Insurance co says I need a new roof. I live in southern Ohio.

Which brand of shingle is best?

i have looked at: owens corning, Timberline (GAF), Atlas


any suggestions?

did consumer reports ever do a report?


----------



## rexroof (Nov 19, 2008)

Track records speak for themselves. Most major brands (GAF, Owens Corning, Certainteed, Tamko) work well. Personally I prefer the higher wind rated Owens Corning Duration Shingles. Never had a call back. Superior wind resistance to the other brands. Owens Corning is a leader in fiber glass technolgy and most shingles in he US are fiber glass based. Or company has been installing roofing for over 75 years and used just about every shingle at one time or other. Right now Owens Corning is our preferred choice since they started their Sure Nail Technology. Sure Nail Technology Shingles lay flatter, resist high winds better (110 MPH for Duration, 130 MPH for Duration Premium), and competitively priced. What's not to like?


----------



## bw77 (Oct 6, 2009)

I need to replace my roof due to hail damage, I'm in upstate NY. Roofer suggested OC Duration. I checked Consumer Reports, June, 2009 issue. They tested 18 models of arch shingles. Duration (and Duration Premium) ranked at the bottom! However, OC Oakridge was top ranked of the 30 year shingles. I tried to contact OC for their side of the ratings story, but no response. So I decided to go with Oakridge, which, according to my roofer can still be purchased at Lowe's, at retail prices. Wholesaler only sells Duration. If CR has made a mistake, or if OC has a response, I would like to know.


----------



## BamBamm5144 (Oct 6, 2009)

The "SureNail" Technology if thats what you want to call it, has to be one of the biggest jokes Ive ever seen in a shingle. Thats just my opinion but I think its garbage.
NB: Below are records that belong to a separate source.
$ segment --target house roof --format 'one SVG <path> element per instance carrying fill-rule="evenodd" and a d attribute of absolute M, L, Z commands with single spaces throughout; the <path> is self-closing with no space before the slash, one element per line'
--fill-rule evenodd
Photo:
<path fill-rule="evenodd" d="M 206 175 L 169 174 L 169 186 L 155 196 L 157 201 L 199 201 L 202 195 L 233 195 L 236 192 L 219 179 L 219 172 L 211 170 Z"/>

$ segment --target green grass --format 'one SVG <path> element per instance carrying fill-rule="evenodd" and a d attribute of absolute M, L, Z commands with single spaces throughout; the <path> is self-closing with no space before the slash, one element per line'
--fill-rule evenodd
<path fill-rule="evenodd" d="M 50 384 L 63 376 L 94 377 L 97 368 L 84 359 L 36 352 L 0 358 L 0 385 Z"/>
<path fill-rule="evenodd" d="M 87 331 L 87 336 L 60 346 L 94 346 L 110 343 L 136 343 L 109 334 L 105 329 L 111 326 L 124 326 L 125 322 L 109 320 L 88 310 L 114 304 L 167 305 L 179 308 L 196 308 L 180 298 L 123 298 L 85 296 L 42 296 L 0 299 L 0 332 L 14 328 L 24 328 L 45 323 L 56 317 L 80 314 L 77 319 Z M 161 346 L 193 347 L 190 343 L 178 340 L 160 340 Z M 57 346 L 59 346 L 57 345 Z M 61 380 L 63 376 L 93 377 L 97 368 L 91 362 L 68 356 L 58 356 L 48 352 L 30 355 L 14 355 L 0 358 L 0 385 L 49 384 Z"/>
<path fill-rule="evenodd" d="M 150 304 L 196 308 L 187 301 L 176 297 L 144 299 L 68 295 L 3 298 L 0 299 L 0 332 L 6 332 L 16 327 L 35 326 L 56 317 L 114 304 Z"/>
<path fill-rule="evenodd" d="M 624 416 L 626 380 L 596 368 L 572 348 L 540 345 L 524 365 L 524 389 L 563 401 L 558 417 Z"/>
Also, Consumer reports have mixed results. They have high rated shingles that I would never want to put on and low rated shingles that I have never had any problems with in years after orginal installs.


----------



## bw77 (Oct 6, 2009)

BamBamm5144 said:


> Also, Consumer reports have mixed results. They have high rated shingles that I would never want to put on and low rated shingles that I have never had any problems with in years after orginal installs.


So which 30 yr shingles do you like?


----------



## rexroof (Nov 19, 2008)

*Sure Nail Technology*



BamBamm5144 said:


> The "SureNail" Technology if thats what you want to call it, has to be one of the biggest jokes Ive ever seen in a shingle. Thats just my opinion but I think its garbage.
> 
> Also, Consumer reports have mixed results. They have high rated shingles that I would never want to put on and low rated shingles that I have never had any problems with in years after orginal installs.[/quo
> 
> I have no ax to grind with any manufacturer and have had many long years of installations from many different manufacturers. Everyone has their own opinion. I called Owens Corning to ask about consumer reports. An engineer at the Kearny, NJ plant advised me that Consumers refused to give the details of their testing methods. ASTM is the accepted testing criteria in the industry. Verified higher wind ratings are no joke. We are required to use 6 nail fasteners per shingle by code in my area, and the high wind ratings on Owens Corning Shingles were achieved with only 4 fasteners per shingle. If you're not in a high wind area it probably makes no difference, but if the shingle price is competitive, why not choose something that gives a little more performance. Tensile strength is another very important criteria. The quality of the installation is probably the more important consideration. Most brands will perform satisfactorily unless they suffer some manufacturing defect (which was a major problem in the mid 80's to early 90's).


----------